When I was a little girl, my grandpa and I would read a little Dahl every night in the summer. When the sun was still high in the sky long after my bed time, and the hours stretched out until forever. We read James and the Giant Peach, Charlie and the Chocolate Factory, Mathilda, and, of course, The BFG. There wasn't a single writer we both loved the way we loved Dahl. And now I'm pleased to see there might be a new generation of fans about to discover who Roald Dahl is going to be for them. Because that's the beauty of the legendary writer; he is someone different for every one of his readers.
Dahl was a British short story writer, poet, and beloved children's book author. He was born in 1916 in Wales to Norwegian parents and died in 1990. He is considered to be one of the greatest storytellers of our time, with a singular, magical style that has often been emulated but never quite duplicated. Dahl's children's stories tended to be darker affairs with a generous helping of whimsy. His stories have been around since the 1940s, and (as an entire new crop of Dahl readers will discover when Disney releases the screen version of The BFG on Friday) truly stand the test of time.
In The BFG, Dahl tells the story of a kind orphan named Sophie and her BFG (Big Friendly Giant).
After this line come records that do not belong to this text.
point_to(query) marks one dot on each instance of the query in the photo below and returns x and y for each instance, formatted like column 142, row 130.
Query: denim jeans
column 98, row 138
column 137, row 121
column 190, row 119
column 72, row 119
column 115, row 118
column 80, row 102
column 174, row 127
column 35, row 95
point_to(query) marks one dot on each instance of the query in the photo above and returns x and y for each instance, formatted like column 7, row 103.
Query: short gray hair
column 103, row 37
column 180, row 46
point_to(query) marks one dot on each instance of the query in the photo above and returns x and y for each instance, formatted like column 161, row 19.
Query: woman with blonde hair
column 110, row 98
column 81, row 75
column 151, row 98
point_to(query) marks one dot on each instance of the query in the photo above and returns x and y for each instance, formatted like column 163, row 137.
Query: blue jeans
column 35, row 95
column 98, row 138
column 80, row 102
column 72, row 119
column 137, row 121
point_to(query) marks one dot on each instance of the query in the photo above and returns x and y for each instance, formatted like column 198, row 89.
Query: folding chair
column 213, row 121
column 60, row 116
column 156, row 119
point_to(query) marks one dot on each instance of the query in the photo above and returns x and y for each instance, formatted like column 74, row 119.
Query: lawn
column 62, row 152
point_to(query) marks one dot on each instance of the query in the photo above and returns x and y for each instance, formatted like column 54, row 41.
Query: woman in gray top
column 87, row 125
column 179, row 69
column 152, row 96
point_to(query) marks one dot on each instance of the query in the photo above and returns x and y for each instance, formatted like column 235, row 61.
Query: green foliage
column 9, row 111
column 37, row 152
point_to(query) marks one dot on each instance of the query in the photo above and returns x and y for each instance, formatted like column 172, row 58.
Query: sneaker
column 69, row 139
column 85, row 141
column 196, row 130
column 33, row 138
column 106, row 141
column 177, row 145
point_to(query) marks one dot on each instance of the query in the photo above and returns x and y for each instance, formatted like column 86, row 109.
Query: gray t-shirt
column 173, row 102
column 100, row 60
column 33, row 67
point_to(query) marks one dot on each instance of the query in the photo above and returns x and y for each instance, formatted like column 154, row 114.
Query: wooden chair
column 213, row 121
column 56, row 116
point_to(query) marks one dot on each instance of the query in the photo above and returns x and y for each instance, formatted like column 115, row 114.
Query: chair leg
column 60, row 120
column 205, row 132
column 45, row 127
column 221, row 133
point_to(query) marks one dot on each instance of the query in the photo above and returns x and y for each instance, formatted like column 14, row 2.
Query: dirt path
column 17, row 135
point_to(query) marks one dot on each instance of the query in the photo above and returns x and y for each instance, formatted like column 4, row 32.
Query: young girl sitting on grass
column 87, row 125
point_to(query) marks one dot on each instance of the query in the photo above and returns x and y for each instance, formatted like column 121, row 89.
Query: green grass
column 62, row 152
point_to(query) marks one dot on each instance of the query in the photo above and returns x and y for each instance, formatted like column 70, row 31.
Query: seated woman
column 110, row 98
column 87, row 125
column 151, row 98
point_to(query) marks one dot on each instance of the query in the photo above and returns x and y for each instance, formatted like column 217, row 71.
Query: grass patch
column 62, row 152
The BFG brings young Sophie back to the land of giants with him, where they both live in fear of other giants not quite as friendly as the BFG. The two new friends become determined to stop the other giants from eating humans (much appreciated) and a gorgeous, sad, sweet tale ensues. That's the thing about Dahl; he takes his sweet time running his readers through the whole gamut of emotions. Fear and loss and love and laughter; it's all always there.
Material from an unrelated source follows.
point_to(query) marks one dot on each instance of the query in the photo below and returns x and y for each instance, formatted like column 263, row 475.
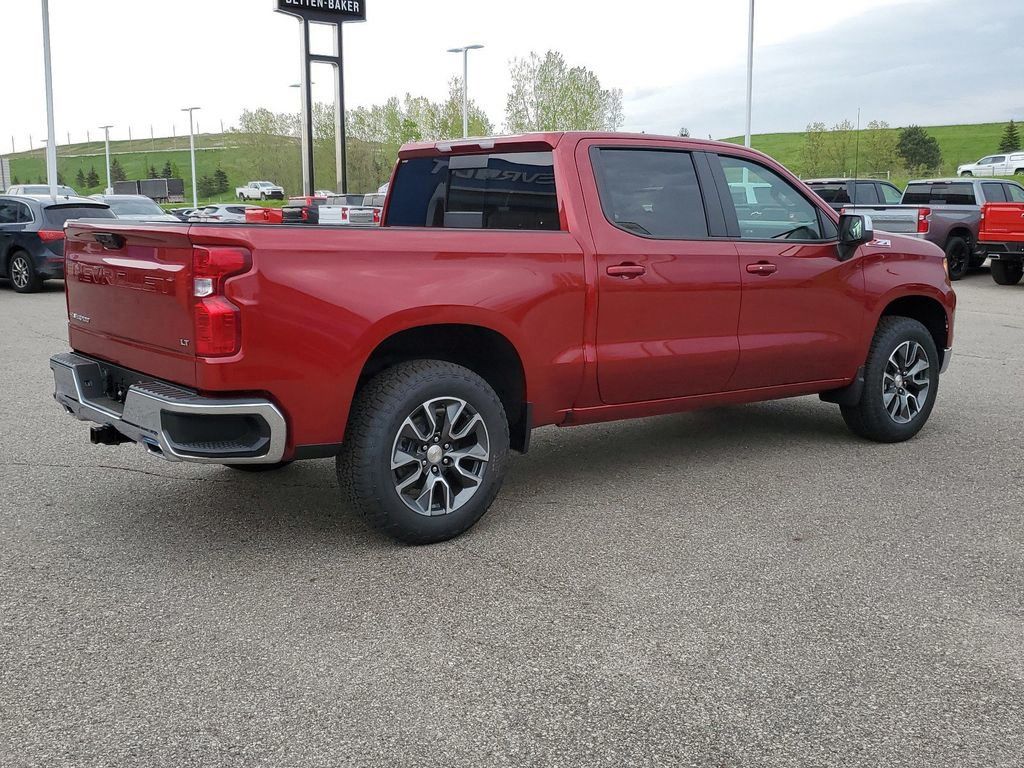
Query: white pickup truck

The same could be said for Dahl's life as well. He was the father of five children (Olivia, Tessa, Theo, Ophelia, and Lucy) with his ex-wife, screen star Patricia Neal. (watch her in Breakfast At Tiffany's, you'll thank me later). Dahl and Neal lost their daughter Olivia to measles encephalitis at the age of 7, a death from which Dahl reportedly never fully recovered. He became an activist for immunization after Olivia's death, and dedicated his 1982 book The BFG to her.
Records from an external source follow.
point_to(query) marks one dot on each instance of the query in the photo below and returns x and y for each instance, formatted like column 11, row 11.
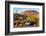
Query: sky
column 19, row 10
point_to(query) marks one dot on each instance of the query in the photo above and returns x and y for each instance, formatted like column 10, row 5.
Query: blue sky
column 23, row 9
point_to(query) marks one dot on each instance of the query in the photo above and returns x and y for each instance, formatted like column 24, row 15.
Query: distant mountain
column 27, row 13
J.K. Rowling, another groundbreaking writer for children and young adults (and me!) with her Harry Potter series has credited Dahl as one of her influences and counts Charlie and the Chocolate Factory as one of her top 10 books for children. And, as a girl who still misses her own beloved Grandpa Joe, I can tell parents that Dahl's words will live on in their kids' for decades to come, especially if parents are the ones reading to them.